The crosvm command-line syntax is: crosvm run --cid <CID>
> As I can not find a way to discover CIDs assigned to guests via any kernel
> interface, I decided to create this one. Note, I'm not attached to it. If
> there's a better way to do this, I would love to have it. But since I'm not
> an expert in the networking layer nor virtio, I decided to stick to what I
> know and add a debugfs interface that simply lists all the registered CIDs
> and the worker task that they are associated with.
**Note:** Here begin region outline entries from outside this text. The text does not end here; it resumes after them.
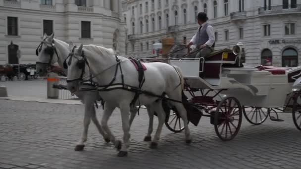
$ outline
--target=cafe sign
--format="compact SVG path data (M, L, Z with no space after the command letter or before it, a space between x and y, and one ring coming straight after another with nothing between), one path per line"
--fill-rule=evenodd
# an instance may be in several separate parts
M270 44L301 43L301 40L277 40L269 41Z

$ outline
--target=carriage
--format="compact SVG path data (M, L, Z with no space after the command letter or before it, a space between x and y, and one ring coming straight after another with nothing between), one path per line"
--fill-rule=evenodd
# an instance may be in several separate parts
M197 119L192 119L197 120L194 124L197 126L201 116L208 117L217 136L229 140L238 133L243 114L249 122L258 125L268 117L282 121L277 112L292 110L294 123L301 130L298 111L301 66L244 67L243 46L238 43L232 50L216 51L206 59L169 59L171 65L180 68L184 76L185 93L195 109L192 112L188 110L190 121ZM183 122L176 109L171 109L165 125L171 131L180 132L184 129Z

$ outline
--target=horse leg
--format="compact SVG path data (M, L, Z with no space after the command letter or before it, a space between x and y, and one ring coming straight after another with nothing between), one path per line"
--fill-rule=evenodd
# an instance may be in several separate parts
M130 106L127 104L123 104L120 107L121 119L122 120L122 130L123 130L123 144L121 149L119 151L118 156L124 157L127 155L127 148L130 145L130 123L129 121L128 112L130 111Z
M97 129L103 137L104 141L105 141L105 142L107 143L109 142L110 141L109 136L104 132L104 131L101 127L101 126L100 124L100 122L96 117L96 110L95 107L94 106L94 102L92 103L91 106L90 107L91 108L91 120L92 120L92 122L93 122L93 123L94 123L95 126L96 126L96 127L97 128Z
M144 141L151 141L151 133L152 132L152 125L153 123L153 111L151 109L150 106L147 106L148 109L148 114L149 114L149 117L150 118L150 121L149 123L149 129L148 130L148 134L144 138Z
M76 144L76 146L74 150L75 151L82 151L84 150L85 147L84 143L87 141L88 139L88 129L89 128L89 125L91 122L91 111L90 111L89 109L90 105L88 104L85 104L85 115L84 117L84 131L82 133L82 135L80 138L79 141Z
M165 114L163 109L163 107L162 107L162 100L159 100L158 101L155 102L153 104L152 107L153 107L154 110L157 113L159 121L156 133L155 134L153 139L150 146L150 148L155 148L158 146L158 142L160 139L162 127L163 127L163 125L164 124L164 120L165 119Z
M181 91L179 92L179 94L175 95L174 93L177 93L176 92L174 92L173 94L167 94L168 97L174 99L176 100L182 100L182 93ZM179 92L178 92L179 93ZM185 132L185 139L186 140L186 143L191 143L192 141L191 135L190 135L190 130L188 128L188 119L187 119L187 111L185 109L183 103L177 103L175 102L172 102L172 105L176 107L177 110L180 114L180 116L183 119L184 122L184 127Z
M121 147L121 142L120 141L116 141L115 136L114 135L113 135L107 126L107 121L108 121L111 115L112 115L112 113L113 113L113 111L114 109L115 109L116 107L110 105L107 102L105 102L104 103L104 107L103 114L100 122L101 127L102 127L102 128L104 131L109 136L111 140L110 141L112 141L112 142L114 144L115 147L117 148L117 150L119 150Z

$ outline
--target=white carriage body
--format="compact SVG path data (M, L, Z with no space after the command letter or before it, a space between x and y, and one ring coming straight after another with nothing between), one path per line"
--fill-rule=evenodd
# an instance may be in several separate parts
M200 76L203 72L201 61L200 59L171 60L170 63L180 68L191 88L226 89L221 92L222 96L235 97L243 105L265 108L282 107L285 104L293 85L288 81L288 73L301 69L301 67L288 69L285 73L273 74L270 70L259 71L256 68L222 67L222 64L231 63L222 59L205 62L207 65L216 62L221 63L219 78L202 79ZM210 70L203 70L206 71Z

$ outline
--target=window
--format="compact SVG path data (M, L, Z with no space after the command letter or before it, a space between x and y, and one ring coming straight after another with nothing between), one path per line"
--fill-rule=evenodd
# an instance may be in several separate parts
M75 0L75 4L78 6L86 6L86 0Z
M271 35L270 25L263 25L263 36L269 36Z
M140 33L143 33L143 23L142 21L140 21Z
M265 49L261 52L261 65L272 65L273 54L269 49Z
M287 23L284 25L285 35L295 34L295 23Z
M147 25L147 32L149 32L149 20L147 19L145 22Z
M298 53L292 48L285 49L282 53L283 67L296 67L298 66Z
M135 34L135 22L132 23L132 31L133 35Z
M145 12L149 12L149 2L145 2Z
M186 13L186 9L184 9L183 13L184 13L184 24L186 24L186 23L187 23L187 14Z
M142 14L142 3L140 3L139 6L139 13L140 13L140 15L141 15Z
M159 16L159 30L160 30L162 28L162 23L161 23L161 16Z
M229 31L225 31L225 41L229 41Z
M195 18L196 18L196 23L198 22L198 6L195 6Z
M175 25L178 25L178 11L175 11Z
M264 0L264 10L271 10L271 0Z
M50 20L43 20L43 35L50 35L53 32L53 21Z
M217 41L217 32L214 33L214 37L215 38L215 42Z
M91 22L82 21L82 38L91 38Z
M18 36L18 18L7 17L7 35Z
M289 8L289 0L282 0L283 9L288 9Z
M151 0L151 10L154 9L154 0Z
M166 13L166 28L168 28L169 26L169 15Z
M152 32L154 31L154 29L155 29L155 22L154 22L154 18L152 18L152 19L151 19L151 21L152 21Z
M244 28L240 28L239 29L239 39L244 39Z
M224 0L224 10L225 10L225 16L227 16L229 14L229 2L228 0Z
M245 11L245 0L239 0L239 11Z
M207 13L207 3L204 3L204 12Z
M217 2L216 0L213 1L213 11L214 11L214 17L215 18L217 17Z
M41 4L47 5L52 5L52 0L41 0Z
The worker task at
> least has the PID of the task it represents.
>
> Now I can find the cid / host process in charge of the guest pair:
>
> # cat /sys/kernel/debug/vsock_list
> 3 vhost-1954:2002
>
> # ps aux | grep 1954
> qemu 1954 9.9 21.3 1629092 796148 ? Sl 16:22 0:58
> /usr/bin/qemu-kvm -name guest=Fedora21,debug-threads=on -S -object
> secret,id=masterKey0,format=raw,file=/var/lib/libvirt/qemu/domain-1-Fedora21/master-key.aes
> -machine pc-1.2,accel=kvm,usb=off,dump-guest-core=off -cpu qemu64 -m 1000
> -overcommit mem-lock=off -smp 2,sockets=2,cores=1,threads=1 -uuid
> 1eefeeb0-3ac7-07c1-926e-236908313b4c -no-user-config -nodefaults -chardev
> socket,id=charmonitor,fd=32,server,nowait -mon
> chardev=charmonitor,id=monitor,mode=control -rtc base=utc -no-shutdown -boot
> strict=on -device piix3-usb-uhci,id=usb,bus=pci.0,addr=0x1.0x2 -device
> virtio-serial-pci,id=virtio-serial0,bus=pci.0,addr=0x6 -blockdev
> {"driver":"host_device","filename":"/dev/mapper/vg_bxtest-GuestFedora","node-name":"libvirt-1-storage","auto-read-only":true,"discard":"unmap"}
> -blockdev
> {"node-name":"libvirt-1-format","read-only":false,"driver":"raw","file":"libvirt-1-storage"}
> -device ide-hd,bus=ide.0,unit=0,drive=libvirt-1-
> format,id=ide0-0-0,bootindex=1 -netdev tap,fd=34,id=hostnet0 -device
> rtl8139,netdev=hostnet0,id=net0,mac=52:54:00:9f:e9:d5,bus=pci.0,addr=0x3
> -netdev tap,fd=35,id=hostnet1 -device
> virtio-net-pci,netdev=hostnet1,id=net1,mac=52:54:00:ec:dc:6e,bus=pci.0,addr=0x5
> -chardev pty,id=charserial0 -device
> isa-serial,chardev=charserial0,id=serial0 -chardev
> pipe,id=charchannel0,path=/var/lib/trace-cmd/virt/Fedora21/trace-pipe-cpu0
> -device
> virtserialport,bus=virtio-serial0.0,nr=1,chardev=charchannel0,id=channel0,name=trace-pipe-cpu0
> -chardev
> pipe,id=charchannel1,path=/var/lib/trace-cmd/virt/Fedora21/trace-pipe-cpu1
> -device
> virtserialport,bus=virtio-serial0.0,nr=2,chardev=charchannel1,id=channel1,name=trace-pipe-cpu1
> -vnc 127.0.0.1:0 -device cirrus-vga,id=video0,bus=pci.0,addr=0x2 -device
> virtio-balloon-pci,id=balloon0,bus=pci.0,addr=0x4 -sandbox
> on,obsolete=deny,elevateprivileges=deny,spawn=deny,resourcecontrol=deny
> -device vhost-vsock-pci,id=vsock0,guest-cid=3,vhostfd=16,bus=pci.0,addr=0x7
> -msg
> timestamp=on
> root 2000 0.0 0.0 0 0 ? S 16:22 0:00
> [kvm-pit/1954]
> root 2002 0.0 0.0 0 0 ? S 16:22 0:00
> [vhost-1954]
This approach relies on process hierarchy of the VMM (QEMU).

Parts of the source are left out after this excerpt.